Daily Development for
Tuesday, June 6, 1995

by: Patrick A. Randolph, Jr.
Professor of Law
UMKC School of Law

LANDLORD/TENANT; GUARANTY: A guaranty of a commercial lease applies only to the obligations incurred by the tenant during the term of the lease, not to obligations incurred by the tenant during a holdover month-to-month tenancy after the lease term expires. Trolley Square Associates v. Nielson, 886 P.2d 61 (Utah App. 1994). Two guarantors executed a guaranty of a commercial lease, which stated that each guarantor "unconditionally guarantees the full performance of each and all of the terms, covenants and conditions of said lease to be kept and performed by said tenant, including the payment of all rentals and other charges to accrue thereunder." The Court held that this language was an agreement to guarantee the obligations under the lease during its term, but did not apply to charges that arise after its expiration. The Court found that this month-to-month holdover tenancy was not a tenancy under the lease even though the lease agreement did have a provision setting the rental rate in the event of a month-to-month holdover tenancy.

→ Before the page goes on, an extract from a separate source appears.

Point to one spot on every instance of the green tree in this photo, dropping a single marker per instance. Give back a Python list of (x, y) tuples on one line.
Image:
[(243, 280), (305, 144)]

Note that the lease also provided that the guarantee remained in effect: ". . . notwithstanding any extension, modification, or alterations of said Lease entered into by and between the parties ... and no extension, modification, alteration or assignment of the above referred to Lease shall in any manner release or discharge the undersigned.... (emphasis added).

The court, citing C.J.S., ruled that this language did not apply to the holdover because it technically was an event occurring after the termination of the lease, even though the lease provided for the rental amount to be applied.

Drafting Tip: The court's interpretation was not one of policy, but strictly a somewhat conservative reading of the guarantee. The parties could have provided that the guaranty applied to holdovers, and undoubtedly that was their intent. Why would they provide that the guaranty covered extensions and renewals and not intend also that it covered holdovers? Notwithstanding the probable intent of the parties, the court requires more written confirmation in order to impose a guarantee. The court is just putting the onus on the landlord's attorney to recognize (and close) all the loopholes. Landlord's lawyers - that's why they pay you the big bucks.